During the revolutionary crisis of 1775–1776, Randall was an ardent patriot. With the outbreak of hostilities he briefly enlisted in the Massachusetts militia, serving in Captain John Parsons’s company at New Castle during the first half of 1775, until the immediate emergency passed and the company was dismissed. After another scare in the fall of 1775, he enlisted for two months as an assistant commissary. In September 1776 he reenlisted as a sergeant in a regiment commanded by Colonel Pierce Lang, ultimately serving about a year and a half in the militia. Throughout his military service, Randall remained intensely devout, later recalling that he “never lived nearer to God than during that campaign experience.” He regularly visited the sick and informally performed chaplain-like duties, offering spiritual consolation to fellow soldiers. Although some mocked his religious fervor, his commanding officer defended him and threatened severe punishment for continued derision, which eased tensions within the ranks.

Randall’s theological development during these years led him toward the Calvinistic Baptists. In 1776 he found himself in fundamental agreement with their emphasis on active evangelism and baptism by immersion, and he joined this small and often unpopular sect. By 1777 he was reading published sermons and preaching as a layman, holding public meetings day and night and sometimes preaching four times a week. His revival meetings, unconventional in form and style, resulted in the conversion of some thirty people but also provoked hostility in the community. Randall later recounted that “persecution grew very hot,” and he once narrowly escaped serious injury when a piece of brick thrown at him in the street grazed his hair. Undeterred, he spent the summer of 1777 traveling more widely on preaching tours across New England.

In March 1778 Randall moved with his family from New Castle to New Durham, New Hampshire, where he would reside for the remainder of his life. There he became the only resident preacher after the previous minister resigned over a salary dispute. The townspeople built a meetinghouse for him, and he supported himself through voluntary contributions from his congregation, supplemented by work as a tailor and by tending a small farm. From New Durham he continued to travel and preach in surrounding communities. Over time, Randall’s preaching emphasized the availability of rapid and free salvation to all who sincerely repented and believed, a view that increasingly conflicted with the Calvinist doctrine of predestination that prevailed among the Baptists. Accused of teaching anti-Calvinist doctrines, he separated from the Baptist church in 1780.

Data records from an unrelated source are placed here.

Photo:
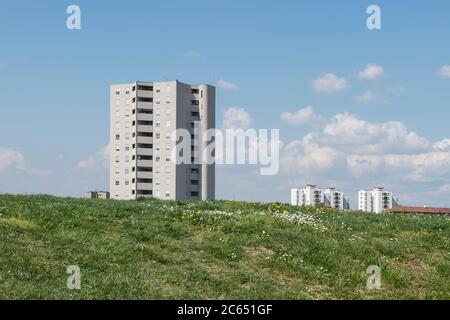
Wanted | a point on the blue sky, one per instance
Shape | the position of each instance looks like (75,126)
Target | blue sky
(54,88)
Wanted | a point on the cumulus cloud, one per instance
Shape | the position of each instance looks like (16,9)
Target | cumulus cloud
(301,116)
(371,72)
(99,160)
(346,143)
(330,83)
(236,118)
(442,145)
(368,96)
(304,154)
(348,131)
(226,85)
(12,159)
(444,71)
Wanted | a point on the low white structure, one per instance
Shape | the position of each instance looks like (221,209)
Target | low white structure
(310,195)
(376,200)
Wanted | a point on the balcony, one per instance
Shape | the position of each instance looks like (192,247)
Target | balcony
(194,176)
(145,105)
(144,151)
(144,128)
(144,175)
(145,140)
(144,163)
(144,93)
(144,186)
(144,117)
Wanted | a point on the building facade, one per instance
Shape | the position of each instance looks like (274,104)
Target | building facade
(143,118)
(376,200)
(311,195)
(104,195)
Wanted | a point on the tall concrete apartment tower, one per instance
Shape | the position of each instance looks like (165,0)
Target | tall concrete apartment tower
(143,116)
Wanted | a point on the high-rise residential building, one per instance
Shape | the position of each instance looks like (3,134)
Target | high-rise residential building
(335,199)
(143,117)
(376,200)
(311,195)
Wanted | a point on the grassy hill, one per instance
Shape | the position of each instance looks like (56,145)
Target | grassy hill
(151,249)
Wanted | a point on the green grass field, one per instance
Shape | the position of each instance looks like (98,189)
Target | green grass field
(150,249)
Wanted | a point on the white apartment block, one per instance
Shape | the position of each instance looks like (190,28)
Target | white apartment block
(312,196)
(143,116)
(376,200)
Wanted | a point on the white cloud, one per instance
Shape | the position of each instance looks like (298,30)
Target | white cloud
(346,130)
(12,159)
(192,54)
(442,145)
(303,154)
(236,118)
(445,71)
(301,116)
(330,83)
(226,85)
(371,72)
(99,160)
(367,97)
(366,150)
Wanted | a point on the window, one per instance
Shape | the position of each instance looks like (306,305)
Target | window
(141,99)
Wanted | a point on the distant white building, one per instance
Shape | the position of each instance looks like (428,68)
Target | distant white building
(310,195)
(376,200)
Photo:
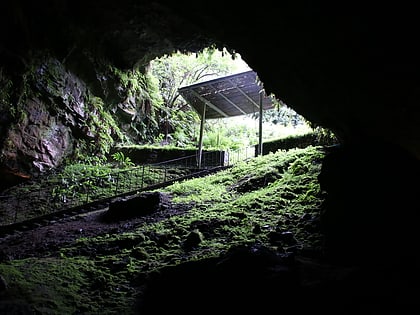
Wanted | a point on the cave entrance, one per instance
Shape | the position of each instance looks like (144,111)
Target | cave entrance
(233,95)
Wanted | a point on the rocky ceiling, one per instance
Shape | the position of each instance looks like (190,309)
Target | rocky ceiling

On April 5, 1780, Randall was ordained at New Durham by the laying on of hands by two ordained ministers in good standing, thereby formally entering the ministry and acquiring the title “Elder,” then commonly used for gospel ministers. In June 1780 he drafted new Articles of Faith and a Church Covenant for the New Durham congregation, and the first Free Baptist church was established, though for roughly two decades it did not employ a distinctive prefix to the Baptist name. By the end of that year the church comprised seven men and thirteen women. Randall’s doctrine stressed that human beings possessed free will and that God stood ready to forgive sins arising from the misuse of that freedom, provided there was genuine repentance. He held that complete atonement was available to all and that believers had a duty to exhort others and proclaim the availability of free salvation. His followers, often derided by contemporaries as “Randallites,” “General Provisioners,” “New-Lights,” and “Freewillers,” nonetheless formed the nucleus of what became known as the Free Will Baptists (Randall Line), a movement associated with Arminian theology and later recognized as a distinct current within the broader American Baptist tradition.

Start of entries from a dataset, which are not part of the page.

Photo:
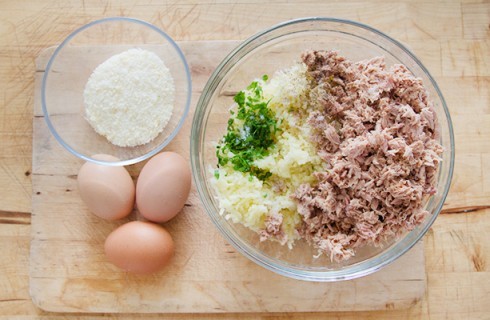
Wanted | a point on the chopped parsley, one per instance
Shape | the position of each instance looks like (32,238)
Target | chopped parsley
(250,132)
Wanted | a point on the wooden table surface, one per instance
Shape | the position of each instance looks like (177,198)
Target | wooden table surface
(452,38)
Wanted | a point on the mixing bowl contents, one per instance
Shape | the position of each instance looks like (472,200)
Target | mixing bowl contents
(129,98)
(342,154)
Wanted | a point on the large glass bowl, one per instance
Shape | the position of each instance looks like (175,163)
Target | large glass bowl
(70,67)
(274,49)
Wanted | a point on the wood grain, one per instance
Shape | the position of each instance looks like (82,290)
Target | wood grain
(455,289)
(69,272)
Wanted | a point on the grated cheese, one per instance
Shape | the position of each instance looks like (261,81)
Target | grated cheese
(129,98)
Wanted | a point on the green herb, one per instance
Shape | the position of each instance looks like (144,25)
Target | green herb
(250,132)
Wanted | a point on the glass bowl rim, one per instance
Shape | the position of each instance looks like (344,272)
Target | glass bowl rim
(371,265)
(147,154)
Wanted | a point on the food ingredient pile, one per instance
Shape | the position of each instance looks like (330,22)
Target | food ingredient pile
(340,153)
(129,98)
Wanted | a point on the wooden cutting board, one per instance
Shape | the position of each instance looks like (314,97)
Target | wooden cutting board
(69,272)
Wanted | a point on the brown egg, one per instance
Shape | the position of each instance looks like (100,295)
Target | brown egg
(163,187)
(139,247)
(107,191)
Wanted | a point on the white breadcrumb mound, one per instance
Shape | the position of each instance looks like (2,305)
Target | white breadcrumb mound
(129,98)
(244,198)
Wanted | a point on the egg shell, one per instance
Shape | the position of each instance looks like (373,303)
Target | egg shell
(108,191)
(139,247)
(163,187)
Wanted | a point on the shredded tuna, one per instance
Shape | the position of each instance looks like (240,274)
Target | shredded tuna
(273,228)
(377,131)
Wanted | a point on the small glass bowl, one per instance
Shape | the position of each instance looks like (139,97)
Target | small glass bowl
(73,62)
(275,49)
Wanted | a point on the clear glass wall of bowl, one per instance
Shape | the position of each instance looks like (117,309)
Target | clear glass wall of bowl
(276,49)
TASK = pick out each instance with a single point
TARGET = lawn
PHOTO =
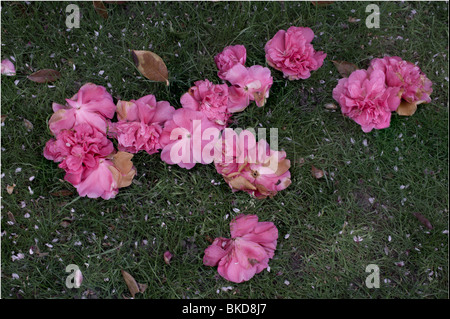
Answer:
(330, 229)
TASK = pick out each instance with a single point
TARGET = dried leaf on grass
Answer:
(151, 66)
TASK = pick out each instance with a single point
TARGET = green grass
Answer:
(369, 191)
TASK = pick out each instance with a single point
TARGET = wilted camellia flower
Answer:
(7, 68)
(140, 124)
(229, 57)
(292, 53)
(251, 166)
(92, 104)
(365, 98)
(248, 84)
(247, 252)
(105, 180)
(210, 99)
(415, 87)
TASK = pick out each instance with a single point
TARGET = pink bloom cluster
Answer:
(247, 252)
(81, 147)
(370, 96)
(250, 165)
(292, 53)
(140, 124)
(7, 68)
(189, 136)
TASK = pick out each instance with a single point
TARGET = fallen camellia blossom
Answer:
(365, 98)
(251, 166)
(229, 57)
(140, 124)
(105, 180)
(292, 53)
(415, 87)
(78, 149)
(92, 104)
(7, 68)
(248, 251)
(210, 99)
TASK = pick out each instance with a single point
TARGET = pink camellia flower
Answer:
(78, 149)
(248, 84)
(229, 57)
(7, 68)
(365, 98)
(251, 166)
(248, 251)
(188, 138)
(92, 104)
(104, 181)
(414, 86)
(140, 124)
(209, 98)
(292, 53)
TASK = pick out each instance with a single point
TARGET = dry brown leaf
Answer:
(28, 124)
(151, 66)
(133, 286)
(10, 188)
(345, 68)
(44, 76)
(423, 220)
(316, 173)
(101, 9)
(406, 108)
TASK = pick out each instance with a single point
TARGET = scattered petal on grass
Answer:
(44, 76)
(100, 9)
(316, 173)
(423, 220)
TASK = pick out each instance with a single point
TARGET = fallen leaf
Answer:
(133, 286)
(345, 68)
(151, 66)
(406, 109)
(423, 220)
(10, 189)
(321, 3)
(101, 9)
(44, 76)
(317, 173)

From the beginning of his lay preaching until his death, Randall was instrumental in planting many Free Will Baptist churches throughout New England, extending the influence of his theological convictions and organizational efforts. His work helped establish a durable denominational presence that emphasized free grace, human responsibility, and evangelistic zeal. Benjamin Randall died of tuberculosis on October 22, 1808, in New Durham, New Hampshire.